La frontière ténue entre voir des modèles et les étiqueter
Le suivi des données à lui seul n’a pas de sens ; le contexte donne du sens. Augmentation de l'absentéisme pendant trois semaines ; Cela peut être lié à une maladie, à une situation familiale ou à une difficulté scolaire. L’IA peut rendre cette augmentation visible dans un tableau ou une synthèse (« l’absentéisme a considérablement augmenté au cours des trois dernières semaines ») ; il s'agit d'un indice utile qui attire l'attention du professionnel sur cet élève.

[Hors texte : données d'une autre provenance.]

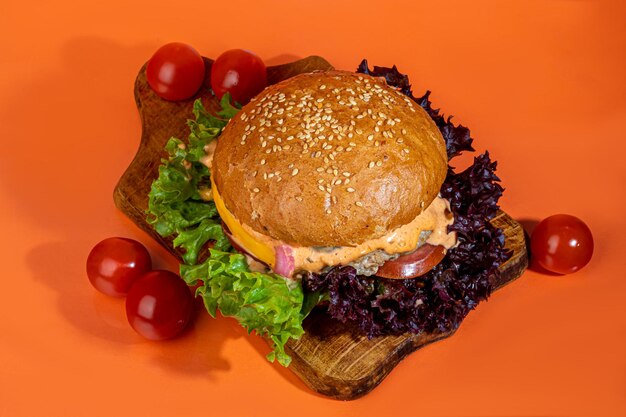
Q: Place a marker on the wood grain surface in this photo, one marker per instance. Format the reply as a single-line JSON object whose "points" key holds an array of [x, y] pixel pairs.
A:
{"points": [[330, 357]]}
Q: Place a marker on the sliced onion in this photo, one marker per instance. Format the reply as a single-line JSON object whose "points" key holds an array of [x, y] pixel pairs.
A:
{"points": [[285, 262], [236, 245]]}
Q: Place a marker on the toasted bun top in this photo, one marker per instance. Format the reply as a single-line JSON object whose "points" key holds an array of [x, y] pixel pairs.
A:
{"points": [[329, 159]]}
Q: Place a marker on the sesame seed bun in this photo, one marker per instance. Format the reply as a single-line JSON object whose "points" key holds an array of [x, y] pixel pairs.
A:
{"points": [[329, 159]]}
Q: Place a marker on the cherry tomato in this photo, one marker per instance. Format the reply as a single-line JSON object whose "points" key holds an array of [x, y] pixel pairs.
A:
{"points": [[413, 264], [241, 73], [175, 71], [115, 263], [562, 244], [159, 305]]}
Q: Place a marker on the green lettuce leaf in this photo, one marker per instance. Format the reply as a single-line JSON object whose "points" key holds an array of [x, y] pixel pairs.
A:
{"points": [[267, 304]]}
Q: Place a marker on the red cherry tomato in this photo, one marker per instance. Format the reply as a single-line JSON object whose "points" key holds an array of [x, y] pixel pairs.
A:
{"points": [[241, 73], [159, 305], [175, 71], [562, 244], [414, 264], [115, 263]]}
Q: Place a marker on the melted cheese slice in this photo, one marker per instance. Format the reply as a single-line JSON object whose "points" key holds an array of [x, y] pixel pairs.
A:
{"points": [[255, 247]]}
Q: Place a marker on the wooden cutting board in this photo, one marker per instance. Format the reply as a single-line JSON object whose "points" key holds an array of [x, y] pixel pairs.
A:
{"points": [[330, 357]]}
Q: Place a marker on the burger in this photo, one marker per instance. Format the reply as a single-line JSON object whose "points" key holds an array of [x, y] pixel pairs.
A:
{"points": [[333, 168], [331, 189]]}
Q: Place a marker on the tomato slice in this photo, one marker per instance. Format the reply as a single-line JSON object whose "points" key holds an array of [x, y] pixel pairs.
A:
{"points": [[413, 264]]}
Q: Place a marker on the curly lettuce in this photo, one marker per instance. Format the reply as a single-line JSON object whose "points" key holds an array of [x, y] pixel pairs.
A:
{"points": [[267, 304]]}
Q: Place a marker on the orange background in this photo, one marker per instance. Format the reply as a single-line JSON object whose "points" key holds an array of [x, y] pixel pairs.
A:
{"points": [[541, 85]]}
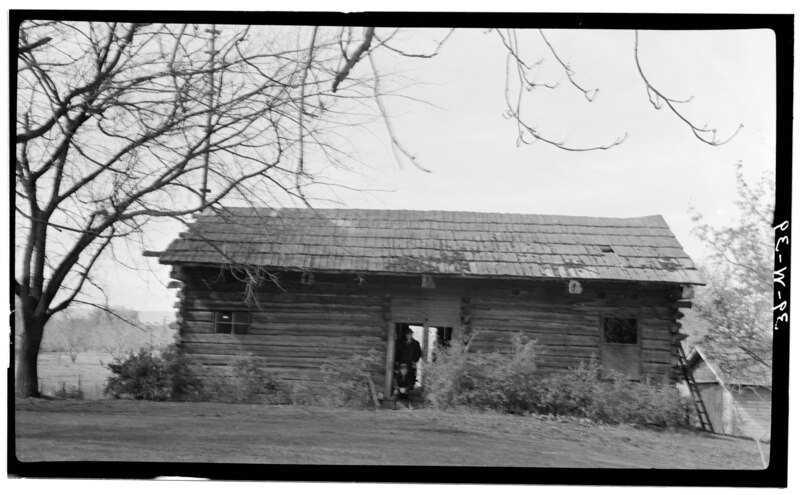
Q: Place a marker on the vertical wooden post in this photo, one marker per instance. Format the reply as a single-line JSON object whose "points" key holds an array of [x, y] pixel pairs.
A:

Le danger est que l’IA (ou l’expert, basé sur l’IA) passe de ce signal à un jugement : « cet élève est à risque/problème/négligé ». Ce saut peut être à la fois erroné et stigmatisant l’élève.
Règle : l'IA signale, l'expert construit le sens. Un résumé est une justification pour démarrer une conversation, pas une conclusion. Aucun signe ne devient une évaluation sans en parler à l'élève.
Une autre subtilité est d'être prudent lors de la combinaison des sources de données. L'assiduité, l'évolution des notes et la surveillance du comportement sont individuellement significatifs, mais le fait que l'IA les combine en un seul « score de risque » est trompeur. L'absentéisme d'un élève peut avoir augmenté parce qu'il souffre d'un problème de santé chronique ; Ce n’est pas un signe d’échec scolaire. Le regroupement de différents types de données dans un seul numéro obscurcit la réalité de l’apprenant et crée une fausse priorisation. L'approche correcte consiste à considérer chaque type de données comme un « signe » distinct et à laisser le tout à l'interprétation de l'expert. L'IA peut rassembler des données ; mais il ne devrait pas s’agir de les fusionner en un seul jugement. De même, « combien de temps dure » un signe est également important : une fluctuation d'une semaine et une tendance durant trois mois ont des significations très différentes, et c'est encore une fois à l'expert de lire cette dimension temporelle.
Attention : Un imprimé indiquant qu'un élève est « à risque » peut avoir un impact permanent sur la perception de cet enfant à l'école. Pour éviter que de telles étiquettes ne soient mises en circulation, les imprimés d'alerte précoce doivent rester confidentiels et utilisés uniquement à des fins d'assistance et sous la supervision d'experts.
Biais : qui compte comme un « risque » compte
Les préjugés en matière d’alerte précoce constituent un grave problème de justice. Si le système (ou le briefing de l’IA) signale de manière disproportionnée les étudiants d’un certain groupe socio-économique, d’un certain quartier ou de certains modèles de comportement comme « à risque », cela institutionnalise un biais. L'expert doit distinguer quels signes indiquent véritablement un soutien et lesquels pointent simplement vers un modèle ; Chaque étudiant doit être abordé individuellement et équitablement. Le langage du « risque » produit par l’IA ne doit pas être adopté sans remise en question.
Pas à pas : des données au support
- Collectez des données de manière anonyme. Organisez les données telles que l'assiduité, l'observation et la progression des notes avec « Étudiant A/B/C » au lieu des codes d'identification.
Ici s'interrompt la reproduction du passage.